Senada, Fraksi PDI Perjuangan–PPP melalui juru bicara Iswanto Kwara menyampaikan kritik tajam terhadap lonjakan target PAD tahun 2025 yang dianggap terlalu optimistis tanpa strategi yang konkret dan terukur.
“Kami mendesak Pemko untuk menggarap potensi PAD melalui digitalisasi layanan, perbaikan tata kelola retribusi, dan peningkatan pelayanan publik agar masyarakat termotivasi memenuhi kewajiban perpajakannya,” ujar Iswanto.
Kedua fraksi juga menggarisbawahi pentingnya pemenuhan belanja mandatori seperti pendidikan minimal 20 persen, kesehatan yang berkelanjutan, dan infrastruktur publik setidaknya 40 persen dari total belanja daerah.
Mereka mendorong Pemko Padang agar alokasi anggaran benar-benar menjawab kebutuhan masyarakat, bukan sekadar proyek seremonial.

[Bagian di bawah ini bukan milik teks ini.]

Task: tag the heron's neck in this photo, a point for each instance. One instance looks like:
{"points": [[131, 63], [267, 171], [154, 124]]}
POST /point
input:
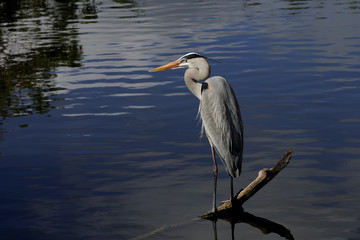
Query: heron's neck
{"points": [[192, 78]]}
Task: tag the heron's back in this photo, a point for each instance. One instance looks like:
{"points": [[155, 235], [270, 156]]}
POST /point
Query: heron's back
{"points": [[221, 119]]}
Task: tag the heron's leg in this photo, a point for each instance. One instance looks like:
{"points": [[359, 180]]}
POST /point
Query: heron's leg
{"points": [[215, 170], [232, 188]]}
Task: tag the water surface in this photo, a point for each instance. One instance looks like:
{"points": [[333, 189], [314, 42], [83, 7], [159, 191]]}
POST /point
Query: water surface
{"points": [[93, 146]]}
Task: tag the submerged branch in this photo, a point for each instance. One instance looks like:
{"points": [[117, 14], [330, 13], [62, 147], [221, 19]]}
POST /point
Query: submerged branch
{"points": [[265, 175]]}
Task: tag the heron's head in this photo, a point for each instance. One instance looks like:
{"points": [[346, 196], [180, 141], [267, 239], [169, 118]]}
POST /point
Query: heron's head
{"points": [[189, 60]]}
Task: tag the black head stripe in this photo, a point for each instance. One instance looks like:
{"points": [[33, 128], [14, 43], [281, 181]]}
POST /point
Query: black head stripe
{"points": [[191, 55], [204, 86]]}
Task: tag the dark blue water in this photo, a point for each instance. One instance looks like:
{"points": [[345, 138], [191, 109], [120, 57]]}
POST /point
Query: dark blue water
{"points": [[93, 146]]}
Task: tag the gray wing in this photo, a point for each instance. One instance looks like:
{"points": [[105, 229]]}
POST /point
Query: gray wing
{"points": [[221, 120]]}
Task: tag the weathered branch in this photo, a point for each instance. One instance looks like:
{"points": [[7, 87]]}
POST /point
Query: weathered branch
{"points": [[265, 175]]}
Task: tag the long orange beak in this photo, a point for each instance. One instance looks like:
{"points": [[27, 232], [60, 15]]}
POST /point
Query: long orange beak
{"points": [[170, 65]]}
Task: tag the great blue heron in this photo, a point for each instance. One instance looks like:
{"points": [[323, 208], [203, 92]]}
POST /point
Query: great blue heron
{"points": [[219, 111]]}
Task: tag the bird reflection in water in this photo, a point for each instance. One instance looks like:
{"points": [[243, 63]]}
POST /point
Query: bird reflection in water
{"points": [[264, 225]]}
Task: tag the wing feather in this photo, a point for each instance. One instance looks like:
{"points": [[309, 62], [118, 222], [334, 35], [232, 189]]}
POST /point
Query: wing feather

Fraksi PDI Perjuangan–PPP juga menyoroti lonjakan anggaran di beberapa OPD, seperti Dinas Lingkungan Hidup (naik Rp 54 miliar) dan Dinas Perhubungan (naik Rp 17 miliar).
Fraksi ini meminta agar peningkatan anggaran tersebut dibarengi dengan kinerja yang berdampak langsung pada pelayanan publik, terutama pengelolaan sampah dan penataan lalu lintas.